Prof Lydia Lynch has secured ERC funding to look at how immune cells can tackle obesity and diabetes.
Obesity and diabetes have strong links with the immune system, so wouldn’t it be great if we could harness our own immune systems to tackle them? Dubliner Prof Lydia Lynch is all set to do this: by beefing up a protective immune cell.
Obesity and type 2 diabetes are closely linked through chronic inflammation, but ramping up naturally occurring ‘invariant natural killer T’ (iNKT) cells seems to redress the balance in mice. The mice lose fat and their diabetes is less severe, and Lynch wants to know why.
Now based in Harvard, she will move to Trinity College Dublin next summer to start a five-year project funded by the European Research Council to the tune of just over €1.8m. She will look at how particular lipids (fats) could manipulate the immune system, and iNKT cells in particular, to prevent or treat obesity and type 2 diabetes.
Protective immune cells
It all started several years ago, when Lynch was working in University College Dublin (UCD) and St Vincent’s Hospital with obesity expert Prof Donal O’Shea and immunology expert Prof Cliona O’Farrelly.
“We found that iNKT cells, which were thought to be very rare in humans compared to mice, were actually not rare, that they were found in adipose tissue or the fat tissue,” explains Lynch.
Lynch found that iNKT cells were turning up in large numbers in the belly fat of lean people, but there were fewer of these cells in the fat of obese people. “Because the iNKT cells were so enriched there we thought maybe they have an important role there,” she says.
Thanks to a L’Oreal-UNESCO International Fellowship, followed by a Marie Curie Fellowship, Lynch went to Harvard Medical School in Boston to study these curious cells, ultimately setting up her own lab there.
Her research has found that mice that genetically lacked iNKT cells became more obese and had more severe diabetes than those with iNKT cells. She also saw that a particular type of lipid activated iNKT cells and reduced both obesity and diabetes in mice. And there was more: in fat tissue, the iNKT cells lose their killer instinct and instead act as anti-inflammatory agents.

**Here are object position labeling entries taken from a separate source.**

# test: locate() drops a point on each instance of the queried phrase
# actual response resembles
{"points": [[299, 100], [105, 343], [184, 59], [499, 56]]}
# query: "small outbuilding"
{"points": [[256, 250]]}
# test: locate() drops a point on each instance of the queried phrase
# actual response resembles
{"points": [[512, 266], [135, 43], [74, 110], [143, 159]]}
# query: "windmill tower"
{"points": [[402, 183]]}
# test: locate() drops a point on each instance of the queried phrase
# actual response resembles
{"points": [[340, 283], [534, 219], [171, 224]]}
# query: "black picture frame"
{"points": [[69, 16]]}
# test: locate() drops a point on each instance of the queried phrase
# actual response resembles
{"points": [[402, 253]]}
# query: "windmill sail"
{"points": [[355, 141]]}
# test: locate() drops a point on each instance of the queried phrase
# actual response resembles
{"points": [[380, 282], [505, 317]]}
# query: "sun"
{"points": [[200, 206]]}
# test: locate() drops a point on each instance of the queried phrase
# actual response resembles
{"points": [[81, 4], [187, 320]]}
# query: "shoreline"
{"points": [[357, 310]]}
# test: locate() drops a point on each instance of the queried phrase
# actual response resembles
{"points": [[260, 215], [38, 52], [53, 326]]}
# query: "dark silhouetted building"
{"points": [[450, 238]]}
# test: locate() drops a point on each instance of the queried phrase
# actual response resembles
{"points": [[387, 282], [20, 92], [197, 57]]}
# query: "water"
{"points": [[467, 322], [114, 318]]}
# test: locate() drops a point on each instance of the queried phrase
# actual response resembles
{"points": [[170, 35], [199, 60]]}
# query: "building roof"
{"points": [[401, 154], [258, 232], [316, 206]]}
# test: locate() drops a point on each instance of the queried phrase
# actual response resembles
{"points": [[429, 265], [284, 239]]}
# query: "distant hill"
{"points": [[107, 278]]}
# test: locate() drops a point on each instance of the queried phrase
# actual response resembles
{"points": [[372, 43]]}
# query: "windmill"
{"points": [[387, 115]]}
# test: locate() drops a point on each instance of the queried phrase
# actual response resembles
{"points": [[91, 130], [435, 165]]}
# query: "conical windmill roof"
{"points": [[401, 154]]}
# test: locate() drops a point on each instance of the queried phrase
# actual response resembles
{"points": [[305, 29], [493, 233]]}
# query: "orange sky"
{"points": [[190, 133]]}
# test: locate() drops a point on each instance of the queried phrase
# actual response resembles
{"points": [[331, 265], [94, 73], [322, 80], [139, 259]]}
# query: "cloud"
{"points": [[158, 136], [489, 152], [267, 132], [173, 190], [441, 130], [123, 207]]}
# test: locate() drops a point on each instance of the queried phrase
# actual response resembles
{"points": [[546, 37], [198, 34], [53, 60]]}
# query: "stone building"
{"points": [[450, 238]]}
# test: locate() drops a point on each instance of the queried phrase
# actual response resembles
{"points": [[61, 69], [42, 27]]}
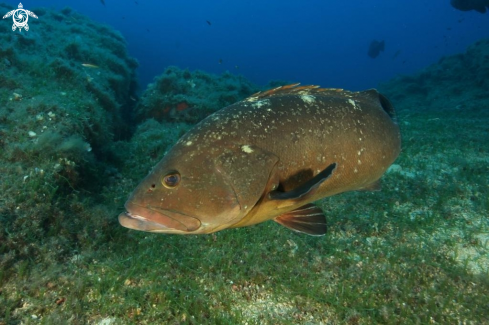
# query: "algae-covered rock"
{"points": [[453, 81], [65, 86], [190, 96]]}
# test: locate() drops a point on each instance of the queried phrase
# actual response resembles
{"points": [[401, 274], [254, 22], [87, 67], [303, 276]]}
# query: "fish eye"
{"points": [[171, 180]]}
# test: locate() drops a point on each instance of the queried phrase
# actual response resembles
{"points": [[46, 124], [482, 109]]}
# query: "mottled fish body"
{"points": [[268, 157]]}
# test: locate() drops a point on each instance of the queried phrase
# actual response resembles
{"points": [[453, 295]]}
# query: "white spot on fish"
{"points": [[308, 99], [246, 148], [260, 103], [352, 102]]}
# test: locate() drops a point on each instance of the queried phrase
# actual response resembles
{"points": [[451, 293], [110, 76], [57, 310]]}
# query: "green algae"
{"points": [[416, 252]]}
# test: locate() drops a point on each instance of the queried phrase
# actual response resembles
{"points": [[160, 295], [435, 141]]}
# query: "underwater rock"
{"points": [[451, 81], [58, 119], [185, 96]]}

“The problem is, when humans and mice become obese, the iNKT cells die and you don’t have these protective cells any more,” she explains. “So the goal is to find out why these cells are dying, and to prevent them dying or to activate them again in obesity.”
Lynch’s work in Trinity will explore this process, and explore other lipids that may be even better suited to the job of boosting iNKT cells to tackle diabetes and obesity in humans.
Obesity and smoking: double immune whammy
It’s not the first time Lynch has described the strong links between obesity and immune function. While working in the lab at UCD, she discovered that obesity and smoking hampered another type of immune cell – the natural killer cells that normally help us to fight off viruses and protect against cancer.
“These natural killer cells are our first line of defence against cancer and viruses, and in obesity you have less of them,” she says. “[In addition,] obesity itself causes them not to work, and so does smoking, so the double hit of smoking and obesity is really bad for them.”
Thrill of discovery
Lynch is enthusiastic about the thrill of discovery when working in science. “I think it’s the best career ever. There is nothing I would rather do than this because it is so exciting every day,” she says.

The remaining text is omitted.